RFR: 8079315: UseCondCardMark broken in conjunction with CMS precleaning

Tue May 12 12:08:42 UTC 2015

Hi Mikael and Vitaly,

Yeah G1 skips storeload for young regions, and also pointers to the same region (which are probably pretty common).
Just to clear things up - it seems like my approach might be interesting here. Would anyone volunteer to help out and do some benchmarking if I send a patch?

Cheers,
/Erik

> On 12 May 2015, at 08:59, Mikael Gerdin <mikael.gerdin at oracle.com> wrote:
> 
> Vitaly,
> 
> On 2015-05-12 02:54, Vitaly Davidovich wrote:
>> Erik,
>> 
>> Thanks for the explanation - this is a clever trick! :)
>> 
>> Out of curiosity, was there an explanation/theory why this didn't matter
>> for G1? Are most write barriers there eliminated via some other means?
> 
> The G1 write barrier has a conditional check for writes to objects in young regions and elides the storeload barrier for those.
> 
> /Mikael
> 
>> 
>> sent from my phone
>> On May 11, 2015 12:51 PM, "Erik Österlund" <erik.osterlund at lnu.se> wrote:
>> 
>>> Hi Andrew,
>>> 
>>>> On 11 May 2015, at 17:21, Andrew Haley <aph at redhat.com> wrote:
>>>> 
>>>> On 05/11/2015 05:06 PM, Vitaly Davidovich wrote:
>>>> 
>>>>>> Also the global operation is not purely, but “mostly" locally expensive
>>>>>> for the thread performing the global fence. The cost on global CPUs is
>>>>>> pretty much simply a normal fence (roughly).
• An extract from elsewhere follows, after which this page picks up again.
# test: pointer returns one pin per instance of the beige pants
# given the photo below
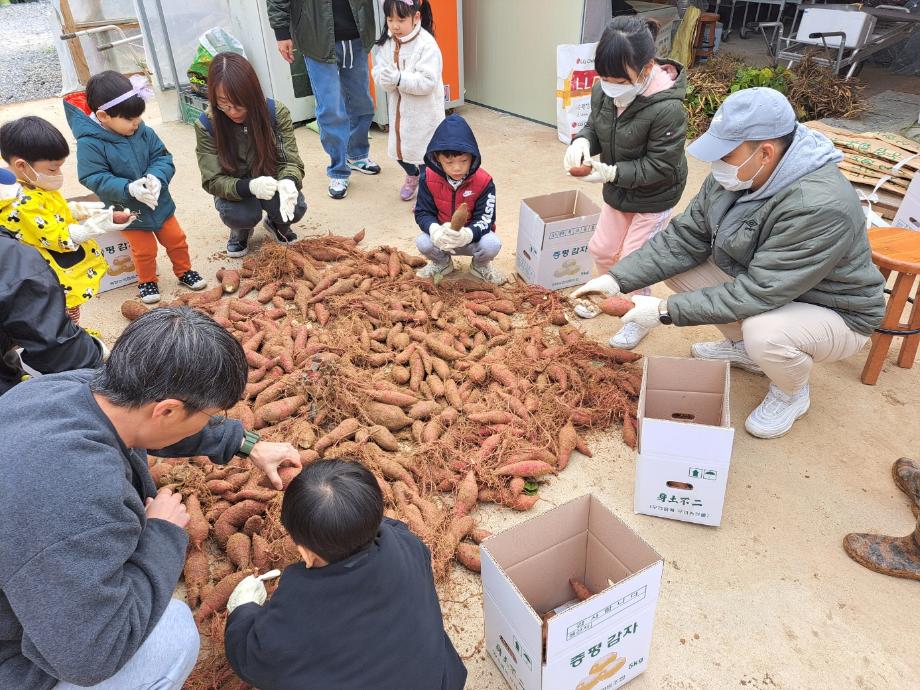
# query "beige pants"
(784, 342)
Of course there is always
>>>>>> gonna be that one guy with 4000 CPUs which might be a bit awkward.
>>>> 
>>>> Well yes, but that guy with 4000 CPUs is precisely the target for
>>>> UseCondCardMark.
>>> 
>>> Okay. That should be fine still as I described, but a bit expensive to
>>> benchmark it and fine tune I guess. I don’t have access to any such
>>> machines. :( If somebody does we could find out.
>>> 
>>>> 
>>>>>> But even then, with high enough n, shared, timestamped global
>>>>>> fences etc, even such ridiculous scalability should be within
>>>>>> reach.
>>>>> 
>>>>> Is it roughly like a normal fence for remote CPUs?
>>>> 
>>>> I would not think so.  Surely you'd have to interrupt every core in
>>>> the process and do a bunch of flushes.  A TLB flush is expensive, as
>>>> is interrupting the core itself.  I'm fairly sure there's no way to
>>>> flush a remote core's TLB without interrupting it.
>>>> 
>>> 
>>> Yes but in a round robin fashion using e.g. APIC on x86, not necessarily
>>> all globally at the same time. It’s like message passing. And the TLBs will
>>> only be purged for the range of the memory protection; this is a single
>>> page that those remote CPUs don’t even have in their TLB caches, and
>>> therefore no remote TLB caches will be changed.
>>> 
>>> For e.g. x86_64, the APIC message itself will fence and then it will run
>>> the code to find out that no TLB entries needs changing and that’s pretty
>>> much it.
>>> 
>>> This is not a scalability bottleneck at all and the constant costs I
>>> already know are not problematic because I use this technique quite a lot
>>> myself and Thomas Schatzl was kind enough to thoroughly benchmark such a
>>> card cleaning solution for me on G1 around new year on a number of
>>> benchmarks and machines. The conclusion for G1 was that it didn’t matter
>>> performance wise. Also that constant cost is amortized away arbitrarily by
>>> regulating its frequency.
>>> 
>>> Thanks,
>>> /Erik
>>> 
>>>> Andrew.
>>> 
>>>